For asylum applications like Wen’s, governed by the REAL ID Act of 2005, the agency may, “[considering the totality of the circumstances,” base a credibility determination on an asylum applicant’s demeanor, the plausibility of his account, and inconsistencies in his statements and other record evidence, “without regard to whether” they go “to the heart of the applicant’s claim.” 8 U.S.C. § 1158(b)(l)(B)(iii). ‘We defer ... to an IJ’s credibility determination unless, from the totality of the circumstances, it is plain that no reasonable fact-finder could make such an adverse credibility ruling.” Xiu Xia Lin v. Mukasey, 534 F.3d 162, 167 (2d Cir.2008) (per cu-riam). Here, substantial evidence supports the agency’s adverse credibility determination.
The agency reasonably relied in part on Wen’s demeanor, noting that his testimony was at times evasive and unresponsive. See 8 U.S.C. § 1158(b)(l)(B)(iii); Shu Wen Sun v. BIA, 510 F.3d 377, 381 (2d Cir.2007) (per curiam). That finding is supported by the hearing transcript,
The agency’s overall credibility determination was bolstered by implausibilities and inconsistencies in Wen’s statements regarding his Chinese Democratic Party (“CDP”) activities. See Li Hua Lin v. U.S. Dep’t of Justice, 453 F.3d 99, 109 (2d Cir.2006); Xiu Xia Lin, 534 F.3d at 165-66. The agency reasonably found it implausible that, in a single day, Wen learned about the CDP from a flyer, called and then met with its chairman, attended a CDP class, wired money to a CDP member in China, and wrote an article published on the CDP website. See Wensheng Yan v. Mukasey, 509 F.3d 63, 66-67 (2d Cir.2007) (per curiam); Siewe v. Gonzales, 480 F.3d 160,168-69 (2d Cir.2007) (providing that, in the context of an implausibility finding, “speculation that inheres in inference is not ‘bald’ if the inference is made available to the factfinder by record facts, or even a single fact, viewed in the light of common sense and ordinary experience.”). Indeed, the implausibility of this account was borne out by Wen’s later inconsistent testimony that these events did not occur in a single day. Wen did not provide a compelling explanation for his inconsistent *37testimony. See Majidi v. Gonzales, 430 F.3d 77, 80-81 (2d Cir.2005).

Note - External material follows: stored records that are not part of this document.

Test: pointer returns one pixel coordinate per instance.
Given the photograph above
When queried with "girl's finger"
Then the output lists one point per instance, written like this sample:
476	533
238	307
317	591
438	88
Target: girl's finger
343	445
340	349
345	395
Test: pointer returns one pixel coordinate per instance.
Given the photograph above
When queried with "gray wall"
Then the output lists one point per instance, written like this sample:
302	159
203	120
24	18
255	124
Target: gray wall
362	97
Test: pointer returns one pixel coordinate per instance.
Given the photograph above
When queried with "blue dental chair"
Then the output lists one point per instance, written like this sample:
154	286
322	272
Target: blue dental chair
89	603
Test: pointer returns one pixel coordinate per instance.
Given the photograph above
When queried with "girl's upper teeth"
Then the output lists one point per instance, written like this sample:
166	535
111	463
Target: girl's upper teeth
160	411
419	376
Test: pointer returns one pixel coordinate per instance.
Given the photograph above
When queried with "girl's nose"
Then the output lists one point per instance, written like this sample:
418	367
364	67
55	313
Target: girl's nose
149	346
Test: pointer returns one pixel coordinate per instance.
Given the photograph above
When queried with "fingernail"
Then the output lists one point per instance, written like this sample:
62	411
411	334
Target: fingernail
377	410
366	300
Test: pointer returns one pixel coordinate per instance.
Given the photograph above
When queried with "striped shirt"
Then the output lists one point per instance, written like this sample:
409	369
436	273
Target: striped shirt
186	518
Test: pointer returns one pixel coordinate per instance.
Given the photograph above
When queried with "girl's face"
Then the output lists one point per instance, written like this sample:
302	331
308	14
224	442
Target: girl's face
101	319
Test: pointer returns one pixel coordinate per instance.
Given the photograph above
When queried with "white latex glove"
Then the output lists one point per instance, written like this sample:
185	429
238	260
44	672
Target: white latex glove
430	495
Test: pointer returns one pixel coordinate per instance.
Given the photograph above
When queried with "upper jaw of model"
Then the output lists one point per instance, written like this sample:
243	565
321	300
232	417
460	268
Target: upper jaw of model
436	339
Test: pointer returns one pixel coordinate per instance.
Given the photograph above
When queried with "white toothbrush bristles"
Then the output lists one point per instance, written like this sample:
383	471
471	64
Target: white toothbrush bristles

Finally, in light of its credibility findings with respect to Wen, the agency reasonably found that his wife’s unsworn letter was entitled to limited weight and thus failed to rehabilitate his testimony. See Biao Yang v. Gonzales, 496 F.3d 268, 273 (2d Cir.2007) (per curiam); Xiao Ji Chen v. U.S. Dep’t of Justice, 471 F.3d 315, 342 (2d Cir.2006). Given the demeanor, inconsistency, implausibility, and corroboration findings, the totality of the circumstances supports the agency’s adverse credibility determination. See Xiu Xia Lin, 534 F.3d at 167. That determination is dispositive of asylum, withholding of removal, and CAT relief as those claims are based on the same factual predicate. Paul v. Gonzales, 444 F.3d 148, 156-57 (2d Cir.2006).
For the foregoing reasons, the petition for review is DENIED. As we have completed our review, any stay of removal that the Court previously granted in this petition is VACATED, and any pending motion for a stay of removal in this petition is DENIED as moot. Any pending request for oral argument in this petition is DENIED in accordance with Federal Rule of Appellate Procedure 34(a)(2), and Second Circuit Local Rule 34.1(b).